Fri 05-Feb-2010 19:07
There has been a lot of talk in the security press lately about the need to upgrade your Internet Explorer due to exploits, things like the Operation Aurora attacks and general security principles.
Once you've updated your browsers, you may want to take steps to ensure nobody is accidentally using older versions of Internet Explorer, so I thought I'd post a 5-minute how-to on how to use Sophos Application Control to prevent these older versions from running.
First, edit the Application Control policy for the appropriate groups in Sophos Enterprise Console:
Ensure that the 'on-access' or 'on-demand and scheduled scanning' options are chosen as appropriate (I recommend on-access - this will prevent the browser from being run). Next click on the 'Authorizations' tab:
Under the Authorization tab you need to select 'Internet Browsers' from the list:
And chose the browsers you want to Block. Move them from the 'Allowed' side to the 'Blocked' side by selecting the browser and clicking the '>' button.
Once you've hit okay, SEC will alert you to which groups this policy will apply to. Naturally, you need to be considerate of older servers running old OSes which may not be able to run current IEs, etc.
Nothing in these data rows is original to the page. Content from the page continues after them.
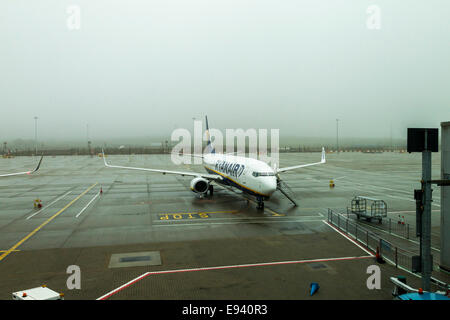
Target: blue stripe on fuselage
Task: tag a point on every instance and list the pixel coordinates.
(227, 181)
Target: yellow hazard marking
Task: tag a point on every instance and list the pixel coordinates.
(190, 215)
(7, 252)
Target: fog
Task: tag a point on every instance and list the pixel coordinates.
(144, 68)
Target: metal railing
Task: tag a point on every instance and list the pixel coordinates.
(397, 227)
(397, 256)
(393, 254)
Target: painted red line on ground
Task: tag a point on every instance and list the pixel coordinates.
(126, 285)
(367, 250)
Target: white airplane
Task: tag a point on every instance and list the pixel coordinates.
(252, 176)
(24, 172)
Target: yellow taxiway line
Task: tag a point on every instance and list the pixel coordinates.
(14, 247)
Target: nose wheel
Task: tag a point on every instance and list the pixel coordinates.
(211, 190)
(260, 203)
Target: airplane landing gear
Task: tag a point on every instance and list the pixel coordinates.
(211, 190)
(260, 203)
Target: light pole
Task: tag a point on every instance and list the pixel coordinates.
(35, 134)
(337, 135)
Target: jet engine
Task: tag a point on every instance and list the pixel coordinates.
(199, 185)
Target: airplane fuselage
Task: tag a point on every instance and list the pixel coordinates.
(250, 175)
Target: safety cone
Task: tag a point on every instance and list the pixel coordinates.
(314, 287)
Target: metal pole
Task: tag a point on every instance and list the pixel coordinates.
(407, 231)
(426, 220)
(367, 239)
(35, 135)
(337, 135)
(396, 258)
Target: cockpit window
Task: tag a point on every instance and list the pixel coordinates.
(262, 174)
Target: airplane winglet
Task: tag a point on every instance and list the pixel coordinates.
(37, 167)
(104, 158)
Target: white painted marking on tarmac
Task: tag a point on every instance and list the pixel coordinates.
(347, 237)
(31, 216)
(129, 283)
(82, 210)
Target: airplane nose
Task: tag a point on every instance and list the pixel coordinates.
(270, 185)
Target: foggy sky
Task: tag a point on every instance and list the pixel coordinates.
(142, 68)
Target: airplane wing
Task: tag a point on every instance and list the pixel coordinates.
(182, 173)
(303, 165)
(25, 172)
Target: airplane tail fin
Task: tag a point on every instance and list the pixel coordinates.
(209, 146)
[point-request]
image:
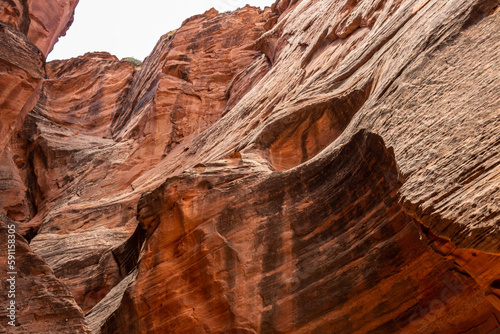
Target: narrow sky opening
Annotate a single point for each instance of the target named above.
(129, 28)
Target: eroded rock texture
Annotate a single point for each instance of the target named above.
(43, 303)
(315, 167)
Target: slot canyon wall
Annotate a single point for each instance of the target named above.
(326, 166)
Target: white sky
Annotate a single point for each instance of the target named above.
(129, 28)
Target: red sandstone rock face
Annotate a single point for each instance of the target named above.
(43, 303)
(49, 20)
(317, 167)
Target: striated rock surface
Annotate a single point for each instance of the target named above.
(43, 303)
(315, 167)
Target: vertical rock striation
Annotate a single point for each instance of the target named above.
(315, 167)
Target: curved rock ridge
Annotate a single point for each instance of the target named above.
(43, 303)
(82, 167)
(315, 167)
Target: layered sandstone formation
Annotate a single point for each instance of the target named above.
(315, 167)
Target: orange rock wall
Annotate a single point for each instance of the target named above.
(314, 167)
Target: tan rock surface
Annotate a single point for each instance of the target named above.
(320, 166)
(43, 304)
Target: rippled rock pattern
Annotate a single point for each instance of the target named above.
(315, 167)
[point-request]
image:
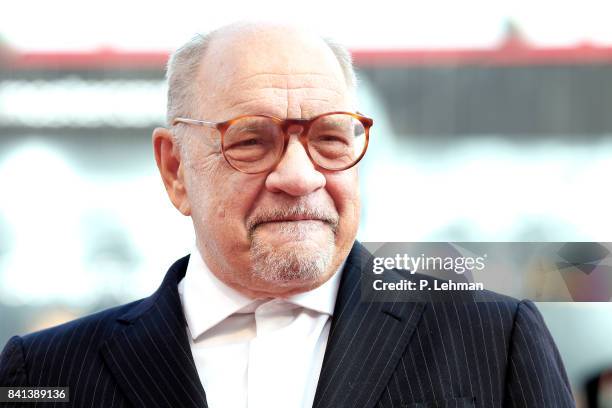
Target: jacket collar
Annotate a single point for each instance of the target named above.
(150, 357)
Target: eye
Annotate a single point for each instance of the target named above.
(331, 139)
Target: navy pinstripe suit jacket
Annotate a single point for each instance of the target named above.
(487, 354)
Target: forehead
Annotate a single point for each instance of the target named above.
(283, 74)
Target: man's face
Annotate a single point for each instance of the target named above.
(286, 230)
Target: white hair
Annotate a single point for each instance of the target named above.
(184, 64)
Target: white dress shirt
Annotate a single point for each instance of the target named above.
(255, 352)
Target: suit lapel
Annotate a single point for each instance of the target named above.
(150, 356)
(365, 343)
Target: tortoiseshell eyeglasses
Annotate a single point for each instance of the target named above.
(252, 144)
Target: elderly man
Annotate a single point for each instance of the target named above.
(262, 154)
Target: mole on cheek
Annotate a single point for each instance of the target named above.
(221, 212)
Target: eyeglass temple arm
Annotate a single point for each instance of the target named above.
(194, 122)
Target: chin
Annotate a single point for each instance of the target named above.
(292, 264)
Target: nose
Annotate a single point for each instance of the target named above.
(295, 174)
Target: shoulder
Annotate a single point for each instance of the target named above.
(81, 338)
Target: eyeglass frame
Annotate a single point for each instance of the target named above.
(284, 125)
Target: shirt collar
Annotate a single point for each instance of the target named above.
(207, 301)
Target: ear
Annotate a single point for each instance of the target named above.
(171, 166)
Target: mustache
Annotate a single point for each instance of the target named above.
(292, 214)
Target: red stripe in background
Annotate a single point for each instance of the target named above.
(509, 54)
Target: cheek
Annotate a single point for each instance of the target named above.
(343, 188)
(221, 199)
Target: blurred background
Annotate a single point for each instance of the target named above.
(492, 123)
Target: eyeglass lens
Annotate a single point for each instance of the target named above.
(254, 144)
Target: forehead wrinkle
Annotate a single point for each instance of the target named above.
(289, 81)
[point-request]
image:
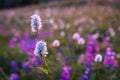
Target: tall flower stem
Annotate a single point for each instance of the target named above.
(4, 75)
(46, 65)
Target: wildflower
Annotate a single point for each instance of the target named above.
(81, 41)
(109, 59)
(41, 49)
(98, 58)
(56, 43)
(65, 75)
(14, 76)
(25, 66)
(62, 33)
(14, 66)
(12, 42)
(35, 23)
(81, 59)
(86, 74)
(76, 36)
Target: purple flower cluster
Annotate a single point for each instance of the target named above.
(109, 59)
(14, 76)
(65, 75)
(90, 48)
(86, 74)
(14, 66)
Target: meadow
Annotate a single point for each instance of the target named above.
(82, 42)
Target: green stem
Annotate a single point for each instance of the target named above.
(4, 75)
(46, 65)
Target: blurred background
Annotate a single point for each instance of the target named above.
(75, 32)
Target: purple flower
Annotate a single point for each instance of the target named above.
(14, 66)
(65, 75)
(109, 59)
(84, 77)
(12, 42)
(14, 76)
(26, 66)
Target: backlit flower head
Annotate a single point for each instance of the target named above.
(41, 49)
(98, 58)
(76, 36)
(56, 43)
(35, 23)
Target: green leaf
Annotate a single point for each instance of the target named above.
(43, 70)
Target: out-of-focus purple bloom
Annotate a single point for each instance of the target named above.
(14, 76)
(26, 66)
(109, 59)
(14, 66)
(12, 42)
(84, 77)
(76, 36)
(62, 33)
(81, 41)
(58, 56)
(90, 51)
(86, 74)
(65, 75)
(106, 41)
(36, 23)
(81, 59)
(98, 58)
(56, 43)
(35, 61)
(41, 49)
(67, 60)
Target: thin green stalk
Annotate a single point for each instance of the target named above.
(46, 65)
(4, 75)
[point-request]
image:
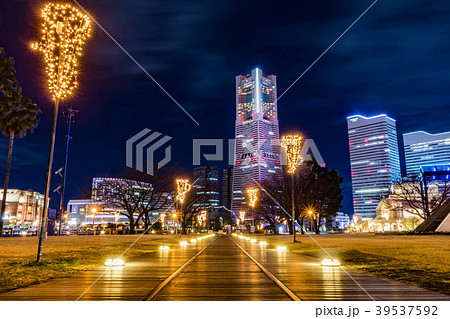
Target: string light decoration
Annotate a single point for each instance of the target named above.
(242, 216)
(292, 145)
(183, 187)
(64, 32)
(253, 196)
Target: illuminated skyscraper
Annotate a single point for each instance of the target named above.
(257, 151)
(375, 163)
(423, 148)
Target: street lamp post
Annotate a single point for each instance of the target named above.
(64, 32)
(292, 145)
(69, 116)
(93, 211)
(183, 187)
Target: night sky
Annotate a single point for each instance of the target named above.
(395, 60)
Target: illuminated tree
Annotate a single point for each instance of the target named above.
(64, 31)
(292, 145)
(253, 196)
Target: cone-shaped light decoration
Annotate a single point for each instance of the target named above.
(292, 145)
(64, 32)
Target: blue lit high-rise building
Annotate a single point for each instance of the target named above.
(257, 151)
(375, 163)
(422, 148)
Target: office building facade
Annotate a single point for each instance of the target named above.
(207, 186)
(422, 148)
(257, 151)
(375, 163)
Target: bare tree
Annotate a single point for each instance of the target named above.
(316, 188)
(411, 192)
(127, 195)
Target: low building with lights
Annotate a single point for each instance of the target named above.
(23, 207)
(96, 211)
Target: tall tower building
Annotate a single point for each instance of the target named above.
(375, 163)
(227, 190)
(257, 152)
(423, 148)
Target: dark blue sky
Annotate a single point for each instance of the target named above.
(395, 61)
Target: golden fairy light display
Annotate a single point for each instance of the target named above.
(183, 187)
(242, 216)
(64, 32)
(292, 145)
(253, 196)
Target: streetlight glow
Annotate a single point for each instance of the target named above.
(292, 145)
(242, 216)
(183, 187)
(64, 32)
(253, 196)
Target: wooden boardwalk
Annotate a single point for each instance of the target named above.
(218, 269)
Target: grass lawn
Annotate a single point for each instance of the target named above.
(421, 260)
(66, 255)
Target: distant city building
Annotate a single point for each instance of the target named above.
(257, 152)
(375, 163)
(342, 220)
(423, 148)
(207, 185)
(227, 190)
(22, 207)
(80, 211)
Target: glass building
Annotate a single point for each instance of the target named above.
(374, 161)
(257, 151)
(422, 148)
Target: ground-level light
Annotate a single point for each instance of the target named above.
(115, 262)
(330, 262)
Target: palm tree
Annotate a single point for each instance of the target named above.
(18, 115)
(7, 71)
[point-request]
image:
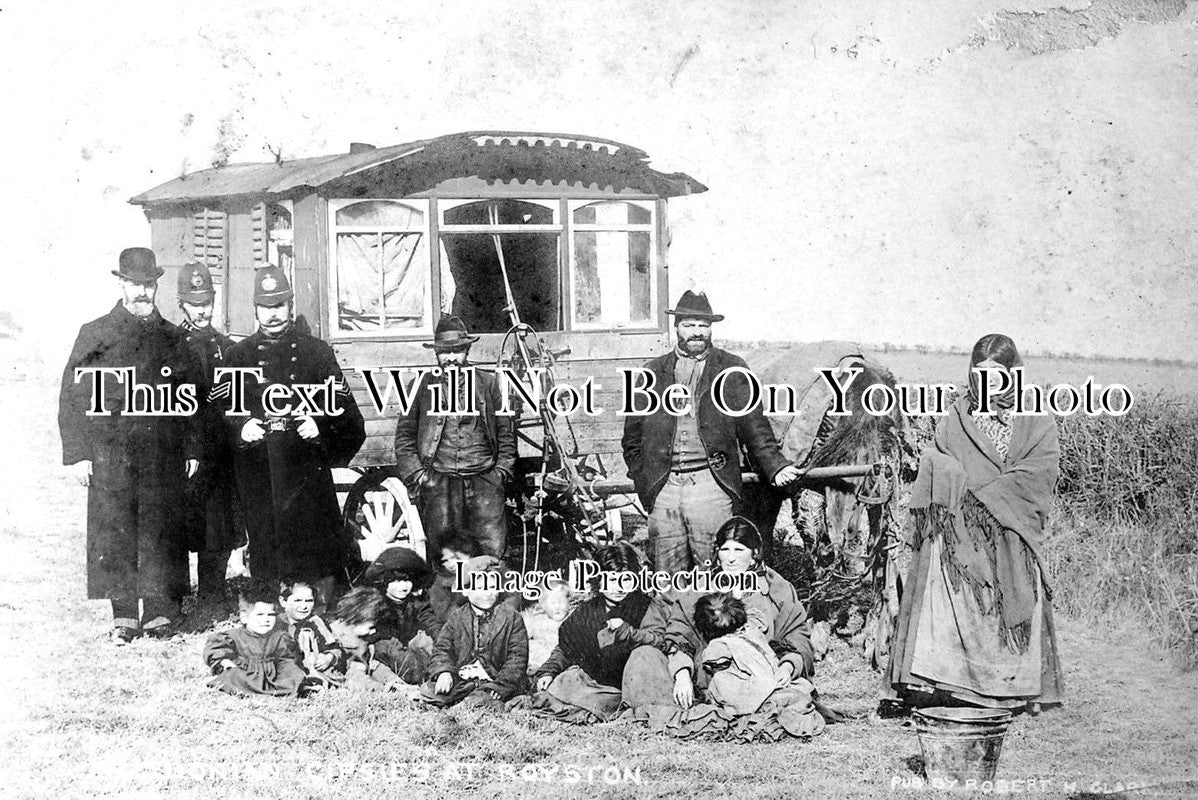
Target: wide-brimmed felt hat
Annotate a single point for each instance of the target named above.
(271, 286)
(482, 564)
(451, 334)
(195, 284)
(137, 264)
(695, 305)
(399, 561)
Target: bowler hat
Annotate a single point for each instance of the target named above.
(695, 305)
(195, 284)
(451, 334)
(271, 286)
(137, 264)
(482, 564)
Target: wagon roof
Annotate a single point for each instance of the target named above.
(490, 150)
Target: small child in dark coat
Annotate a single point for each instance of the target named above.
(354, 623)
(322, 656)
(256, 658)
(482, 654)
(407, 628)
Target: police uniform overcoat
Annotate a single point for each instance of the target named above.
(210, 520)
(135, 546)
(284, 482)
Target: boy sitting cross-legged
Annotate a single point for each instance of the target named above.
(407, 628)
(258, 658)
(482, 653)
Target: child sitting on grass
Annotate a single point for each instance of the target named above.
(322, 655)
(256, 658)
(585, 673)
(482, 653)
(544, 619)
(743, 673)
(405, 632)
(455, 547)
(354, 623)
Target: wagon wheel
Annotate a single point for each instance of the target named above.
(380, 514)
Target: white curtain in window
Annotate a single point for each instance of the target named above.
(380, 280)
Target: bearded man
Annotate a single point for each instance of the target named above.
(687, 468)
(133, 461)
(457, 465)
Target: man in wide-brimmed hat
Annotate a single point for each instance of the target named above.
(457, 465)
(687, 468)
(210, 521)
(282, 464)
(134, 466)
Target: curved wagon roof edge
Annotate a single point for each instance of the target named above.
(288, 176)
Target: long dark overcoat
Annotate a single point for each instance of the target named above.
(284, 482)
(211, 519)
(135, 547)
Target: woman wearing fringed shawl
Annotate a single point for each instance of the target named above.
(975, 619)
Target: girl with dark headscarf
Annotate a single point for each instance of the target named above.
(975, 620)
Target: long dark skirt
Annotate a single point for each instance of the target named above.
(943, 642)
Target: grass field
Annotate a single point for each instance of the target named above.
(85, 719)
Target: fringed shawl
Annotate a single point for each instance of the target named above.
(970, 497)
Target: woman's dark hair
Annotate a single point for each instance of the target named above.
(719, 614)
(362, 605)
(288, 585)
(254, 593)
(996, 347)
(1000, 350)
(740, 531)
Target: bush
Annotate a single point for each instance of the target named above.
(1124, 540)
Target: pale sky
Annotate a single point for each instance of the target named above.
(871, 177)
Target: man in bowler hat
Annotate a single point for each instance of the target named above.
(134, 466)
(282, 464)
(210, 521)
(687, 468)
(457, 465)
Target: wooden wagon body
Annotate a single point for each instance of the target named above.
(380, 242)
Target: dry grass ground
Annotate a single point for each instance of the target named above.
(90, 720)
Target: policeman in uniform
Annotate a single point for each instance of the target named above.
(210, 521)
(282, 464)
(133, 461)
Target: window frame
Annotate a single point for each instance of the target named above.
(430, 301)
(557, 226)
(651, 228)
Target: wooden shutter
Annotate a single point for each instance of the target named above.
(210, 241)
(258, 222)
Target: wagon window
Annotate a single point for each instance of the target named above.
(527, 234)
(612, 266)
(381, 267)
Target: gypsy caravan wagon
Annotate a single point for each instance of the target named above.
(551, 247)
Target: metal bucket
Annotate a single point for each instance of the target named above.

While you're blocking older versions of Internet Explorer, you might consider locking down other browsers which you don't have patch strategies for, inability to centrally control and configure secure web gateways for, etc. After all, generally speaking, fewer browsers (and other unnecessary applications) reduce the surface area of risk related to browsing vulnerabilities.
Mon 08-Feb-2010 09:28
Mon 08-Feb-2010 10:29
Thanks for that Michael, I've just changed the app control settings and immediately 2 computers have been flagged with IE6, despite having IE7 rolled out across the network! The thought of blocking an "old", yet legitimate program hadn't even entered my mind, so really appreciate the thought!
Mon 08-Feb-2010 11:38
Nice how-to, Michael.
There is one problem though: you can't "monitor" some applications while blocking others (since Detect but allow to run is a global flag) - this has already been mentioned (for example here).